In [1]:
re

NameError: name 're' is not defined

# Tidy Data

[Tidy data](https://en.wikipedia.org/wiki/Tidy_data) refers to a specific way of organizing data. Each observation is in a row and there is a column for each variable. This is sometimes called long format. The alternative format is wide format where all of the observations for a unit/group are in separate columns in a single row.
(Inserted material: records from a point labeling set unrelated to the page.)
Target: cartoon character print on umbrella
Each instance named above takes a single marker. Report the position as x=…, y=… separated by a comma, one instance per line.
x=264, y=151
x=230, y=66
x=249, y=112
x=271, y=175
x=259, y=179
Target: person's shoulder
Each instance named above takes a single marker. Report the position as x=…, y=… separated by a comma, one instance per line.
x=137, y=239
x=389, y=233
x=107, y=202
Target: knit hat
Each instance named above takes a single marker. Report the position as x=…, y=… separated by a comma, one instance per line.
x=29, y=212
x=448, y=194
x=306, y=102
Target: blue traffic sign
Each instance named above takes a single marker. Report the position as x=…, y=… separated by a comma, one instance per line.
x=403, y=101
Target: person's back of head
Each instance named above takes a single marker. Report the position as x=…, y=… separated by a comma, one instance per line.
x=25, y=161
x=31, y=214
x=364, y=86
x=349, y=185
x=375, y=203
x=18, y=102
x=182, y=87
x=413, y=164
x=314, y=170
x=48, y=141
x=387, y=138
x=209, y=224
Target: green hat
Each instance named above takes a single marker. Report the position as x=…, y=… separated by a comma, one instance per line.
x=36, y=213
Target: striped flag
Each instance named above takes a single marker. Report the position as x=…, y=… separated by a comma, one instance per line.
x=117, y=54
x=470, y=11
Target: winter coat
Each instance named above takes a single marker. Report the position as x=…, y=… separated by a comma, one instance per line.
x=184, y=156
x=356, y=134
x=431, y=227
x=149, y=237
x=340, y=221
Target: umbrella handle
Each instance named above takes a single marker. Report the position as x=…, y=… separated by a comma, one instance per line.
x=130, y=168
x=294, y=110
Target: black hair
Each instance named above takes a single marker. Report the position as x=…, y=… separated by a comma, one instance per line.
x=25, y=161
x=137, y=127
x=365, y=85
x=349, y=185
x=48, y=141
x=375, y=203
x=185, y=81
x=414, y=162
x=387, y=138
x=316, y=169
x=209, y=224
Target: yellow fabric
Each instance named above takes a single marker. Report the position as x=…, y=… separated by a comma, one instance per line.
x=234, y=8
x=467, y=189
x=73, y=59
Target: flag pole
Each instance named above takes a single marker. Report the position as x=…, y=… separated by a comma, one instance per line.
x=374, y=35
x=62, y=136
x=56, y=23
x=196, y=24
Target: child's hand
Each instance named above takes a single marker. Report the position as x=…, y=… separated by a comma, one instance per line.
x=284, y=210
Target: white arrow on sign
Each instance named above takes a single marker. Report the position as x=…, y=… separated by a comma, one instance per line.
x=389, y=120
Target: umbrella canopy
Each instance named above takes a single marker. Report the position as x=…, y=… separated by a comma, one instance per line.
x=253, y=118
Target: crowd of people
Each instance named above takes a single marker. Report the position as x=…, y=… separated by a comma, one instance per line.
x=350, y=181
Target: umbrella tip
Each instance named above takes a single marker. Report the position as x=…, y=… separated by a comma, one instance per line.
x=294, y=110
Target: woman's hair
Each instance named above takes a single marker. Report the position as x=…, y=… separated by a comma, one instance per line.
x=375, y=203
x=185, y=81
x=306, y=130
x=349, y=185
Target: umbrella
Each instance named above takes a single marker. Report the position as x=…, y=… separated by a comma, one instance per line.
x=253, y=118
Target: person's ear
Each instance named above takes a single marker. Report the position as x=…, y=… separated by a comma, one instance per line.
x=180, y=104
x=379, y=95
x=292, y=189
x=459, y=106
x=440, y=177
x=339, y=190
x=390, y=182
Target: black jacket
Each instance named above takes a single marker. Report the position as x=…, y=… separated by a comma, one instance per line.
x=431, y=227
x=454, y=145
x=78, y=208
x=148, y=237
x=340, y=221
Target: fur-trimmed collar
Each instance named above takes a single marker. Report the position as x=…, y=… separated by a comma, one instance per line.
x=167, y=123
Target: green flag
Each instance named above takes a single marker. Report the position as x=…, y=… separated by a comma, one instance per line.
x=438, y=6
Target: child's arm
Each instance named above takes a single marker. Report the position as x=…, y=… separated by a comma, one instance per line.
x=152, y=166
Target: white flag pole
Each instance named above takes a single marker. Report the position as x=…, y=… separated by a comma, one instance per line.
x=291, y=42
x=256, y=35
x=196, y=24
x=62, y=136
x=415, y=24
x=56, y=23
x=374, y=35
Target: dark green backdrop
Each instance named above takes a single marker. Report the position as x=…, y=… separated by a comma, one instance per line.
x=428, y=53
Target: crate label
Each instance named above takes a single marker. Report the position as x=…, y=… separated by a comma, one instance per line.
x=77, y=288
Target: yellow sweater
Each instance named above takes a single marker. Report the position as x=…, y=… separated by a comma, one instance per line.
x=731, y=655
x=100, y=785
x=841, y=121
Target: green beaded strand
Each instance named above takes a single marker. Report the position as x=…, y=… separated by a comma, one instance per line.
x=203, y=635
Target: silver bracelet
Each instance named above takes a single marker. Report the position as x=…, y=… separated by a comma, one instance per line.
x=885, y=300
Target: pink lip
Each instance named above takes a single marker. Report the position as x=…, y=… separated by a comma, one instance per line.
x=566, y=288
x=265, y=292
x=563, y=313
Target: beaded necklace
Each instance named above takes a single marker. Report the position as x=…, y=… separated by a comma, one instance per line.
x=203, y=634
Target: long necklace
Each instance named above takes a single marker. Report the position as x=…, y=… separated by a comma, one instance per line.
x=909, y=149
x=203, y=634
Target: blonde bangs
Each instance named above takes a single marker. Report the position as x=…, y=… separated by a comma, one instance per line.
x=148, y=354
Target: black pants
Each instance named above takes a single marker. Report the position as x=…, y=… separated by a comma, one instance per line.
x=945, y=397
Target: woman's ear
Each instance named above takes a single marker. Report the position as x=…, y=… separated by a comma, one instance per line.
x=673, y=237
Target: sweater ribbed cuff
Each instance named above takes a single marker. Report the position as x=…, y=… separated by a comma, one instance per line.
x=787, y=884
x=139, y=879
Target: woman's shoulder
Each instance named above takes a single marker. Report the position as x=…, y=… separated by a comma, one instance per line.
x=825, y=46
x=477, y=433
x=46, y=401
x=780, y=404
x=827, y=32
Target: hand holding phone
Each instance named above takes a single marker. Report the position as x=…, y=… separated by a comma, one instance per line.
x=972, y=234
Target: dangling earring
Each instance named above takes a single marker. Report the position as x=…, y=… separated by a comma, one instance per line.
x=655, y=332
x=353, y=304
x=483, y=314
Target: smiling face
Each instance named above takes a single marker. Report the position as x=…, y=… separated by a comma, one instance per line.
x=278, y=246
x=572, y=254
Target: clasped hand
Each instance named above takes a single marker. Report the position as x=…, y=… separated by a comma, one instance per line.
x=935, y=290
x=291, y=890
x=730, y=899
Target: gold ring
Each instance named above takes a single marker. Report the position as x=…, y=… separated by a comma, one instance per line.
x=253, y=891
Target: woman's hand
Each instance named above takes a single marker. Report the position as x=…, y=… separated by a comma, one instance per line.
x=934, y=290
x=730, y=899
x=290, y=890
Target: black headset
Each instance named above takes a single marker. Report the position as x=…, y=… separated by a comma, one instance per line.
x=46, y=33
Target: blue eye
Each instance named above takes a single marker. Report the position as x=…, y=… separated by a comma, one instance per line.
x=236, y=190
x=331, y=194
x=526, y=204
Many plotting and analysis tools assume that data is in tidy format.

Pandas has functions for switching between tidy/long and wide making it easy to organize data whichever way is most convenient.

We will create some sample wide data to demonstrate

In [2]:
import pandas as pd

df = pd.DataFrame({'Subject': ['a', 'b', 'c'],
                   'TX1': [1, 2, 3],
                   'TX2': [2, 4, 6]}) 
df

Unnamed: 0,Subject,TX1,TX2
0,a,1,2
1,b,2,4
2,c,3,6


The [melt](https://pandas.pydata.org/pandas-docs/stable/reference/api/pandas.melt.html) function is used to convert wide to long. `id_vars` are the variables and `value_vars` are the measurements

In [3]:
pd.melt(df, id_vars=['Subject'], value_vars=['TX1', 'TX2'])

Unnamed: 0,Subject,variable,value
0,a,TX1,1
1,b,TX1,2
2,c,TX1,3
3,a,TX2,2
4,b,TX2,4
5,c,TX2,6


Variable and value names can be assigned using `var_name` and `value_name`, respectively.

In [4]:
long = pd.melt(df, id_vars=['Subject'], value_vars=['TX1', 'TX2'],
               var_name='Treatment', value_name='Response')
long

Unnamed: 0,Subject,Treatment,Response
0,a,TX1,1
1,b,TX1,2
2,c,TX1,3
3,a,TX2,2
4,b,TX2,4
5,c,TX2,6


To go from long to wide, use the [pivot](https://pandas.pydata.org/pandas-docs/stable/reference/api/pandas.pivot.html) function.

In [5]:
wide = pd.pivot(long, index='Subject', columns='Treatment', values='Response')
wide

Treatment,TX1,TX2
Subject,Unnamed: 1_level_1,Unnamed: 2_level_1
a,1,2
b,2,4
c,3,6


To get the dataframe all the way back to where we started reset the index and remove the columns name

In [6]:
wide.reset_index(level=0, inplace=True)
wide.columns.name = None
wide

Unnamed: 0,Subject,TX1,TX2
0,a,1,2
1,b,2,4
2,c,3,6